Anche qui si nota la geometria variabile delle dichiarazioni, l’ultima più adatta al contesto europeo e funzionale alla convergenza diplomatica. Cautela che, anche in questo caso, non è nuova all’atteggiamento cinese, ma bisognerà vedere se ciò si tradurrà in qualcosa di concreto.

Macron ha comunque portato a casa anche il sostegno alla cessazione delle ostilità durante le Olimpiadi di Parigi, dal 26 luglio all’11 agosto. Una carta peculiare da giocare sui tavoli internazionali, ma unica sostanziale aggiunta, oltre alla contrarietà all’attacco a Rafah, rispetto alle posizioni ripetute da mesi dai vari attori coinvolti.

Di certo, invece, il piano economico risulta più interessante. Francia e Cina hanno firmato 18 documenti di cooperazione bilaterale in settori quali lo sviluppo verde, l’aviazione, l’agroalimentare, il commercio e gli scambi interpersonali.

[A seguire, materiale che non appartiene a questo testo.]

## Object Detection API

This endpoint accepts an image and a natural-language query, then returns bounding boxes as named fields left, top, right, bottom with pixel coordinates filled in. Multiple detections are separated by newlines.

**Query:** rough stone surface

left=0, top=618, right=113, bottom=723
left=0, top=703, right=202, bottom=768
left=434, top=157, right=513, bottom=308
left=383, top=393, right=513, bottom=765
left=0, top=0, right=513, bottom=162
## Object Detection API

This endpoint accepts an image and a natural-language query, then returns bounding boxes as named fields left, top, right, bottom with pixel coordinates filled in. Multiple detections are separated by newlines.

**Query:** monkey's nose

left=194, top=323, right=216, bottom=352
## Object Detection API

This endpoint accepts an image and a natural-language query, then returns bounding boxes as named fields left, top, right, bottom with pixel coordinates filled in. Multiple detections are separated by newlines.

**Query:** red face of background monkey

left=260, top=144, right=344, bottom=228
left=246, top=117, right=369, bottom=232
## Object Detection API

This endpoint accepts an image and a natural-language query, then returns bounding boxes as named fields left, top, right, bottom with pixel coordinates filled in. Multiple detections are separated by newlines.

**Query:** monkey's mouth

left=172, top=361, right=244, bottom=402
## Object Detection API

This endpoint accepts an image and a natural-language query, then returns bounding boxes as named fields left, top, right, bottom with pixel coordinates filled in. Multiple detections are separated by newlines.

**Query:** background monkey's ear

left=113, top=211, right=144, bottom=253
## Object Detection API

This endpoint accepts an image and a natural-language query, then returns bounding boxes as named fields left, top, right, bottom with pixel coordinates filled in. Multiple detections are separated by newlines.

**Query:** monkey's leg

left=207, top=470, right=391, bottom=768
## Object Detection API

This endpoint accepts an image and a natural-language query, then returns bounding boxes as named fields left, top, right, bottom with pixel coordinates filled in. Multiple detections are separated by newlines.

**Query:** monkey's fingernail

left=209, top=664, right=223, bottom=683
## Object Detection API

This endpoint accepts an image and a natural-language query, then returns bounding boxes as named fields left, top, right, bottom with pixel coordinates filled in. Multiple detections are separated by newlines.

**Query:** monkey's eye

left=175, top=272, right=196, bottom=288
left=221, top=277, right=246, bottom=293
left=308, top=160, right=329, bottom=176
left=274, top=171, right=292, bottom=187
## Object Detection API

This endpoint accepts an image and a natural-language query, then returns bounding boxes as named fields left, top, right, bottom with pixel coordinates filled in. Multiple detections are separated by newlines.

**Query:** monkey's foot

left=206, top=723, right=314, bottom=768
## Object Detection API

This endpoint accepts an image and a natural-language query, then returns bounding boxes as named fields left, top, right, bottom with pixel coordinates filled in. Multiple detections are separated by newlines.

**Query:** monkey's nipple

Parigi spera di esportare più prodotti agricoli, e Pechino spera che con essi arrivino anche quelli hi-tech, con evidente riferimento alle sanzioni statunitensi. Ma allo stesso tempo sembra che già da questo mese possano arrivare anche i dazi europei sulle automobili elettriche cinesi.

Le Monde ha da poco riferito che i porti di Anversa e Zeebrugge sono inondati di vetture elettriche made in China, con importanti ripercussioni sui prezzi di mercato. Xi Jinping stesso ha affermato che il “cosiddetto ‘problema della sovracapacità cinese’ non esiste” per i profitti europei e per le condizioni della domanda globale.

Alla fine, questi sono stati i nodi anche delle altre due tappe. In Serbia il segretario del più grande partito comunista al mondo è arrivato il giorno del 25esimo anniversario del bombardamento NATO dell’ambasciata cinese di Belgrado, mandando un evidente segnale sulla minaccia alla pace rappresentata dagli euroatlantici.

Ma ad ogni modo, la Serbia rimane candidata all’ingresso nella UE, nonostante i suoi rapporti con Mosca. E la Cina è il suo secondo partner commerciale (dopo la UE, appunto), col presidente Vučić che ha chiuso con la delegazione cinese altri 30 accordi commerciali.

Anche in Ungheria Xi Jinping ha sicuramente strizzato l’occhio a chi, seppur in maniera strumentale, non è completamente allineato con lo scontro a tutto campo con Putin. Ma anche a Budapest si è parlato di investimenti e collaborazioni: 16 nuovi accordi firmati.

Con l’occasione è stato anche annunciato un “Partenariato strategico globale per tutte le stagioni nella nuova era“, una formula che per ora era stata usata da Pechino solo per il Pakistan. E Orban ha affermato che il suo paese “non si identifica con la retorica della ‘sovracapacità’ o del ‘de-risking'”, oltre a sostenere l’iniziativa di pace cinese per l’Ucraina.

In Ungheria la casa automobilistica cinese BYD sta completando una sua catena di montaggio, mentre CATL costruisce un impianto per produrre batterie capaci di far marciare un’auto per 1.000 km. Altri fondi si prevede arriveranno per l’unico paese UE rimasto nella Belt and Road Initiative, dopo il ritiro dell’Italia.

Quello a cui assistiamo è una partita a scacchi. In questa fase di precipitazione internazionale, con interessi economici incrociati, i protagonisti della politica globale si muovono con cautela, posizionando i pezzi e tentando di ottenere o mantenere posizioni di vantaggio.

Non sarà un viaggio di Xi Jinping che cambierà la storia, per quanto allarmismo vogliano far passare i nostri giornali. Di certo, inserirlo nella cornice dell’evidente crisi economica e di egemonia dell’Occidente, con la sua conseguente deriva bellicista, ci può aiutare a comprendere la dinamica storica in cui siamo immersi.